Preliminary data for PFS demonstrated a trend favoring the osimertinib/savolitinib arm vs the osimertinib monotherapy arm. The median PFS was 53.4 months (95% CI, 10.2-NE) vs 9.5 months (95% CI, 7.4-NE) in the respective arms (HR, 0.80; 95% CI, 0.19-1.51).
Both treatment arms were tolerated and manageable, with grade 3 or higher treatment-related adverse effects (TRAEs) occurring in 57.1% and 8.7% of patients receiving osimertinib/savolitinib and osimertinib monotherapy, respectively. Treatment-emergent AEs (TEAEs) of any grade occurred in all patients in both arms; however, 15 (71.4%) and 6 (26.1%) patients experienced grade 3 or higher TEAEs in each respective arm. Of note, TEAEs leading to dose reduction only occurred in 5 patients (23.8%) in the combination arm; 5 patients (23.8%) experienced TEAEs leading to permanent discontinuation of treatment in the combination arm. No TEAEs led to death in any arm.
The most common TRAEs included rash (52.4%), thrombocytopenia (38.1%), peripheral edema (33.3%), and alanine aminotransferase increase (23.8%) in the combination arm vs diarrhea (56.5%), rash (52.2%), and pruritus (43.5%) in the osimertinib monotherapy arm.
“The FLOWERS/CTONG 2008 trial is the first phase 2 prospective, randomized study to report the efficacy and safety data of osimertinib with or without savolitinib as first-line treatment in de novo MET-aberrant, EGFR-mutant advanced NSCLC patients.

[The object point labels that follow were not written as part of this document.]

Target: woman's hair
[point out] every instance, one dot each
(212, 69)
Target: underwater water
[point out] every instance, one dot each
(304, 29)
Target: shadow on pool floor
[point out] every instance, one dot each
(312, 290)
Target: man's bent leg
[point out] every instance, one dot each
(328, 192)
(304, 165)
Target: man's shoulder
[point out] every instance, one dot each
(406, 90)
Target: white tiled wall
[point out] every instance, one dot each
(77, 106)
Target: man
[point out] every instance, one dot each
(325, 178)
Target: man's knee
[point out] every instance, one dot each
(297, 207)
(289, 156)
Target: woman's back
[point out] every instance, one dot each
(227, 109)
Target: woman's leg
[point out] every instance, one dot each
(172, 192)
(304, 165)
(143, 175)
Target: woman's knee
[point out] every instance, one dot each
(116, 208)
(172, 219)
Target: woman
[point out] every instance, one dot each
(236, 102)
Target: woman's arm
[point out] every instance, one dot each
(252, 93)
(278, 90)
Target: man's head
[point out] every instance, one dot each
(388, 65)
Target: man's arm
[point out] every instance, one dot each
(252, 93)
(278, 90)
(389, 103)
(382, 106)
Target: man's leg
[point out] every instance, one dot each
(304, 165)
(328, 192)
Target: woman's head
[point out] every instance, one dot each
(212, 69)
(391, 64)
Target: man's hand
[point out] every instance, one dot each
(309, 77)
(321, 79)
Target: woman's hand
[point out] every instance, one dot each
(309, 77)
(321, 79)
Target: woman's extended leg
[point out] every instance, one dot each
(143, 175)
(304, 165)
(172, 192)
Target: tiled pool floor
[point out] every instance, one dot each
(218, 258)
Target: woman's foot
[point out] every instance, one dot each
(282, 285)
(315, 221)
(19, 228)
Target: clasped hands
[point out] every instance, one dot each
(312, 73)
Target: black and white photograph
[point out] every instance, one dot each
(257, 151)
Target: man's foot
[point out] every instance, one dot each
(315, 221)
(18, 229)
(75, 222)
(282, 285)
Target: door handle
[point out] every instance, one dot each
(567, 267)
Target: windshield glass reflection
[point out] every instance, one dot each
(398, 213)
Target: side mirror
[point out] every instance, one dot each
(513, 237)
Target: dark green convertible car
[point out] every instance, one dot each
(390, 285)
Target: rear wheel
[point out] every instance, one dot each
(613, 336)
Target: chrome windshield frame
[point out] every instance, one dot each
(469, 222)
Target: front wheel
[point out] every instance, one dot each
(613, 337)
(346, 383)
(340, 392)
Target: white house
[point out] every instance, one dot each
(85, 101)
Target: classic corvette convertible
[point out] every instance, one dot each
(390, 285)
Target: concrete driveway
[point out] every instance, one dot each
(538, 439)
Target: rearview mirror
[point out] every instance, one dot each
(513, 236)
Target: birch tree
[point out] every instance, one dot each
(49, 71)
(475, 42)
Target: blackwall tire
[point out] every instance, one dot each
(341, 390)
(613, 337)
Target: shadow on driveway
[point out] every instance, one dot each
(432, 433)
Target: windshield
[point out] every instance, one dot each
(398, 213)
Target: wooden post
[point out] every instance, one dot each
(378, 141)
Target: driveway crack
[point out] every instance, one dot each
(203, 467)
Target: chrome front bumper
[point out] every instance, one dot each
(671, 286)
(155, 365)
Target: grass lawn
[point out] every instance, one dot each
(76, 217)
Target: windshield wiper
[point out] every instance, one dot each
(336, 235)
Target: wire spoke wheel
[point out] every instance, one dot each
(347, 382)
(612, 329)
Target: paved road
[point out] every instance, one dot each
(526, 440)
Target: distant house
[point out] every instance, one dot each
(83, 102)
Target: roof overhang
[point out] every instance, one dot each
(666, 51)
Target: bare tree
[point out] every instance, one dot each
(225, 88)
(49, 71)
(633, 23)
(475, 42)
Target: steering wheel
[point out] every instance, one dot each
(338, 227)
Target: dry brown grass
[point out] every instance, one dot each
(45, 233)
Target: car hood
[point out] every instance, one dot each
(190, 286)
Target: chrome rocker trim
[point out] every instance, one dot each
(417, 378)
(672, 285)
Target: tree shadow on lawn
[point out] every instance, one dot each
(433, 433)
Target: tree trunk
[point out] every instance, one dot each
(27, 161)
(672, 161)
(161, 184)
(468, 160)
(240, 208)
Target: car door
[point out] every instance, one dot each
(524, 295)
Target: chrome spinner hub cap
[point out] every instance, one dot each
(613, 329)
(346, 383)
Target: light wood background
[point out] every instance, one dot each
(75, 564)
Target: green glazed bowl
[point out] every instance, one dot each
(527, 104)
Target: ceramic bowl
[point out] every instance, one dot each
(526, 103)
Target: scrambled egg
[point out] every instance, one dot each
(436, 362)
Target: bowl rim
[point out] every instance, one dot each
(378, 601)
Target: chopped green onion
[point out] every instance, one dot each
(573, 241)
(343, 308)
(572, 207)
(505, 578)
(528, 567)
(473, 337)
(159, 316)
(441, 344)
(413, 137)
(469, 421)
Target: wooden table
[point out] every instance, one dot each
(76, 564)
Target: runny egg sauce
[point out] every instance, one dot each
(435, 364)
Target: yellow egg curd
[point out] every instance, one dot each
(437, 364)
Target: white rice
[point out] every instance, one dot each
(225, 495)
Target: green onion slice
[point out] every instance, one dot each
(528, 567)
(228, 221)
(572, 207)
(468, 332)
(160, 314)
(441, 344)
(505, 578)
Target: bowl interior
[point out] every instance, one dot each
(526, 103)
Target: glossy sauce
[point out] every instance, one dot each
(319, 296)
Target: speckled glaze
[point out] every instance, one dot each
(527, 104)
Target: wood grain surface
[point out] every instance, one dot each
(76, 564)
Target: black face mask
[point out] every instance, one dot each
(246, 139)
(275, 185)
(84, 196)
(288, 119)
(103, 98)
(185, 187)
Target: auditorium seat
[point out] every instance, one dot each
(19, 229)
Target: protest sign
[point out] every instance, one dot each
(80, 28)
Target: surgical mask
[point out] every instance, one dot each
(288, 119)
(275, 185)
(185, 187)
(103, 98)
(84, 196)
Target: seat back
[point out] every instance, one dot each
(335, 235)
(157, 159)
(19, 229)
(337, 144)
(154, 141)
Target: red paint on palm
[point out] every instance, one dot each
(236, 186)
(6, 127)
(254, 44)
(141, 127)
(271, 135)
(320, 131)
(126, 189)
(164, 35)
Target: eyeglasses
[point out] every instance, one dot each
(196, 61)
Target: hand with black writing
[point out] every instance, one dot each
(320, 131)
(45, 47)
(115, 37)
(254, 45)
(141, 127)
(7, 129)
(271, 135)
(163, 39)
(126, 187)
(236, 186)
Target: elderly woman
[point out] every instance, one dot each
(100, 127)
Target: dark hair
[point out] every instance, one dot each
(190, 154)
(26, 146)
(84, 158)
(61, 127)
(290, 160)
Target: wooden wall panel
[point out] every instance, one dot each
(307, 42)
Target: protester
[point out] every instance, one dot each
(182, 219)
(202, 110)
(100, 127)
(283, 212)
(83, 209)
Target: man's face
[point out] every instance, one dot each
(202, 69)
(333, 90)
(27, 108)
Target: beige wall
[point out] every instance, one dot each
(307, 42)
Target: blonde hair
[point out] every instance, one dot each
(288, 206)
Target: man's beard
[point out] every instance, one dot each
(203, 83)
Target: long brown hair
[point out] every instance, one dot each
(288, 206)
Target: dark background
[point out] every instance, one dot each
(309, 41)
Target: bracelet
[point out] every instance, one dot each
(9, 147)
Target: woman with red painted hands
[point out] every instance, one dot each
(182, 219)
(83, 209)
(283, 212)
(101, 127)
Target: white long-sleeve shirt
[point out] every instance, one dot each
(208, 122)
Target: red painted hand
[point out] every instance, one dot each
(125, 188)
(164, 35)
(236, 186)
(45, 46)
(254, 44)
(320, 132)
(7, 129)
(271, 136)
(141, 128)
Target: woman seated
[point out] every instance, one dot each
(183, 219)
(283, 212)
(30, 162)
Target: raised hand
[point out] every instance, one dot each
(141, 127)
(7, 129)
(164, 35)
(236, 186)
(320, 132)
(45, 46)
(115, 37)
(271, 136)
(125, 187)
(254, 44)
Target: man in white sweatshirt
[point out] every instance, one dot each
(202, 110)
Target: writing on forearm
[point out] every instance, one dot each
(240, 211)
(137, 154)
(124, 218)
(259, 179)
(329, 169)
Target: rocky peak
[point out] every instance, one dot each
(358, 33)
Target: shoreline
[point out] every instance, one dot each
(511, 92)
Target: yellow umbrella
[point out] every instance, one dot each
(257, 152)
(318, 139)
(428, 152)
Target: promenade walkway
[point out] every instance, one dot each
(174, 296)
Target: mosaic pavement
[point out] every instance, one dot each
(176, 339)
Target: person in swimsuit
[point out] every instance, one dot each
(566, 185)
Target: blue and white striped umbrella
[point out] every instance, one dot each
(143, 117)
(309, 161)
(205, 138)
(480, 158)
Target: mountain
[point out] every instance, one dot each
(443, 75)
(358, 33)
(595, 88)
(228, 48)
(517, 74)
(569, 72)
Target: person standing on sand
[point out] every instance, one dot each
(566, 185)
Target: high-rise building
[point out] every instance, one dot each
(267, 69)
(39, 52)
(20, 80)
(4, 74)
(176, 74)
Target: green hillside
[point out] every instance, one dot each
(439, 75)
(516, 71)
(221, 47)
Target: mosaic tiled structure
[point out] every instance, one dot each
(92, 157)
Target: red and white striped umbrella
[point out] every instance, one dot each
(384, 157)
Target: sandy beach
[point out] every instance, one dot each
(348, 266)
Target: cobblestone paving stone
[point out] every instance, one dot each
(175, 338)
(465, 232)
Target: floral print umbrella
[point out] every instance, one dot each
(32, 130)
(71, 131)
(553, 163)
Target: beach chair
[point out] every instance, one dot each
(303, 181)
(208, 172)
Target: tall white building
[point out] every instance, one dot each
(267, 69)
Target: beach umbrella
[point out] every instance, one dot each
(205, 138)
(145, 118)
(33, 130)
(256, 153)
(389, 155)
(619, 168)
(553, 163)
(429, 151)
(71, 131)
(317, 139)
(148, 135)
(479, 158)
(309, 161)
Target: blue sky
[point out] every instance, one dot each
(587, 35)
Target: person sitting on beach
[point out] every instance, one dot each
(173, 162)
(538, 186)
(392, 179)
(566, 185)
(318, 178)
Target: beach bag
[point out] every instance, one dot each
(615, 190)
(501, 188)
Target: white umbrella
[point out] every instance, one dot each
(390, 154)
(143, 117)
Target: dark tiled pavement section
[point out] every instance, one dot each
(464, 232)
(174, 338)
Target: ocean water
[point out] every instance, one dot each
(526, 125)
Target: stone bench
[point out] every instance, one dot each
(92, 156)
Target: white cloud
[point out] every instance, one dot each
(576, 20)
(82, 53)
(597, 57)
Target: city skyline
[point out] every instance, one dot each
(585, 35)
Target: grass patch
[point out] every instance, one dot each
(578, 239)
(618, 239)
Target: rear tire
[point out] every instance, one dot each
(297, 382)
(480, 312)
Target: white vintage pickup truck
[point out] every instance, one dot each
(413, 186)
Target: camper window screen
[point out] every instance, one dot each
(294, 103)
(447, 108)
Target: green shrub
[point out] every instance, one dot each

The combination of osimertinib and savolitinib showed clinically meaningful improvements,” Yang concluded.
Yang JJ, Li A, Feng WN, et al. Osimertinib with or without savolitinib as 1L in de novo MET aberrant, EGFRm advanced NSCLC (CTONG 2008, FLOWERS): a phase II trial. Presented at: 2024 IASLC World Conference on Lung Cancer; September 7-10, 2024; San Diego, California. Abstract PL04.10.